Byrne et al. (13) reported it is safe to administer low molecular weight heparin to patients with severe head trauma within 72 h after injury, as a prophylactic measure for venous thromboembolism. However, if the cause of the venous sinus occlusive change is not primary thromboembolism but secondary compression by the epidural hematoma, anticoagulant therapy may be contraindication because of worsening the epidural hematoma.
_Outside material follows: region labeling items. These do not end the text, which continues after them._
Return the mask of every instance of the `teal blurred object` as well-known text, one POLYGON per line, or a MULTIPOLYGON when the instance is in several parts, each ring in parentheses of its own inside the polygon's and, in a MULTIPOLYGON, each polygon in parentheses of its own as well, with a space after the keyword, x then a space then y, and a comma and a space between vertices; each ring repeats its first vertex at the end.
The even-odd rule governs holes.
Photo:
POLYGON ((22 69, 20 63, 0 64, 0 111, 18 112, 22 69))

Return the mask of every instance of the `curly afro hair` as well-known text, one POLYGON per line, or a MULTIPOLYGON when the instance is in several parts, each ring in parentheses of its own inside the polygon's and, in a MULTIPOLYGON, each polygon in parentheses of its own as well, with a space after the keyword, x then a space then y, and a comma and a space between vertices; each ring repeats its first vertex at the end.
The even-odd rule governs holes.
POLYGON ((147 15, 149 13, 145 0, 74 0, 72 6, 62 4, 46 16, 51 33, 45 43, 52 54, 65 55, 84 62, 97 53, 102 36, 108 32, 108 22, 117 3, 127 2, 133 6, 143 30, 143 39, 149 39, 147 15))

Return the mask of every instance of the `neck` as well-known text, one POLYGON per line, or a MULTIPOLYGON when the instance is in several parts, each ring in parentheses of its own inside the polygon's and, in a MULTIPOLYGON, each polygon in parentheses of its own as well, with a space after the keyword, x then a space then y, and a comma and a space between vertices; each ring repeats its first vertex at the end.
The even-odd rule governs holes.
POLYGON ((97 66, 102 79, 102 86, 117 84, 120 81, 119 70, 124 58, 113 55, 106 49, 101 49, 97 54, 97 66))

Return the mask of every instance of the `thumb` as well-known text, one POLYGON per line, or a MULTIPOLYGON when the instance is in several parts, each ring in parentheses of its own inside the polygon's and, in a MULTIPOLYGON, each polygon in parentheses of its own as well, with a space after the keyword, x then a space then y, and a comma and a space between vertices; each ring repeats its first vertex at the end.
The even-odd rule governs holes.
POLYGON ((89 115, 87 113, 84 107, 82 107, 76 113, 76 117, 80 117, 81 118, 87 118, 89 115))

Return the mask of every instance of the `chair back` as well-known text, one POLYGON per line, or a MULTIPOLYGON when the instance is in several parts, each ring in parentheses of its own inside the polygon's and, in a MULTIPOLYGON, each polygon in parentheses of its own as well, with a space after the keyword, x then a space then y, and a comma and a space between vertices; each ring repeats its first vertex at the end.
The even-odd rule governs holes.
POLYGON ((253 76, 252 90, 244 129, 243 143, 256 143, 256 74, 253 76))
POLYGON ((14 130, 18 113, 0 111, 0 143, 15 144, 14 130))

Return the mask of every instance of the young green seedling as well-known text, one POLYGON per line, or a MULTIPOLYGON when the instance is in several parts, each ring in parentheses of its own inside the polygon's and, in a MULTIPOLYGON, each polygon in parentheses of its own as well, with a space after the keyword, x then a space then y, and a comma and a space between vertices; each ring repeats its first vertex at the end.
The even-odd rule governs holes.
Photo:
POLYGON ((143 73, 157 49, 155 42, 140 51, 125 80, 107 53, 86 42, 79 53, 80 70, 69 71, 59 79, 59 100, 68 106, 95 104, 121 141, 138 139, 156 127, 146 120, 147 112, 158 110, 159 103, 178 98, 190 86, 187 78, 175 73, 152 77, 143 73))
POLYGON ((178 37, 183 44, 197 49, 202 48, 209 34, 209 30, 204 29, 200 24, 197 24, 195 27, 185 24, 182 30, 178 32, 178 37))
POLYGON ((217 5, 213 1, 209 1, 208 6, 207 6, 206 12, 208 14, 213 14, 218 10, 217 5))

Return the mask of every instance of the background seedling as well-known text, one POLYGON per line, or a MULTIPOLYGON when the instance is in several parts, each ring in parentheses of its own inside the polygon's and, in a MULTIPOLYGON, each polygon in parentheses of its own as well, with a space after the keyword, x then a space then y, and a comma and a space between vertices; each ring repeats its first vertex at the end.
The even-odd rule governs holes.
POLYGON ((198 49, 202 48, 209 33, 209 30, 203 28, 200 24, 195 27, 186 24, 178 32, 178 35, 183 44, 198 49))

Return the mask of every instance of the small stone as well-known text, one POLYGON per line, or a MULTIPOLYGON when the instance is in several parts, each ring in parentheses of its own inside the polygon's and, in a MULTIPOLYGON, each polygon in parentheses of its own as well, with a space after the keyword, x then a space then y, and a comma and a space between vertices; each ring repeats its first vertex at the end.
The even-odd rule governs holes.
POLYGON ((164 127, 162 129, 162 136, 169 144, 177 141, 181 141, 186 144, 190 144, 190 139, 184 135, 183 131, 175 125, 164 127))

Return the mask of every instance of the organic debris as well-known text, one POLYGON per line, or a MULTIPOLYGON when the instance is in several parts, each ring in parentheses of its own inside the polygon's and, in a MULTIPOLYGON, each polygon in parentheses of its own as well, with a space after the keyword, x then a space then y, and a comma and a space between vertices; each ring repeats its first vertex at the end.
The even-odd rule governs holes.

This dilemma shows that detailed and careful image assessment is important to decide on treatment policy.

Finally, to avoid unnecessary anticoagulant therapy which may worsen epidural hematoma, it is very important to recognize that PFEDH in children tends to extend along the sinus groove and is easy to misdiagnose as dural sinus thrombosis on CT.

In conclusion, PFEDH in the sinus groove in children tends to extend along the transverse and sigmoid sinus grooves and can mimic sinus thrombosis on non-contrast CT. It is very important to recognize this pitfall to avoid unnecessary anticoagulant therapy which may worsen epidural hematoma. T2W coronal MRI can be used for a definitive diagnosis of both the patency of the sigmoid sinus and epidural hematoma along the sigmoid sinus groove.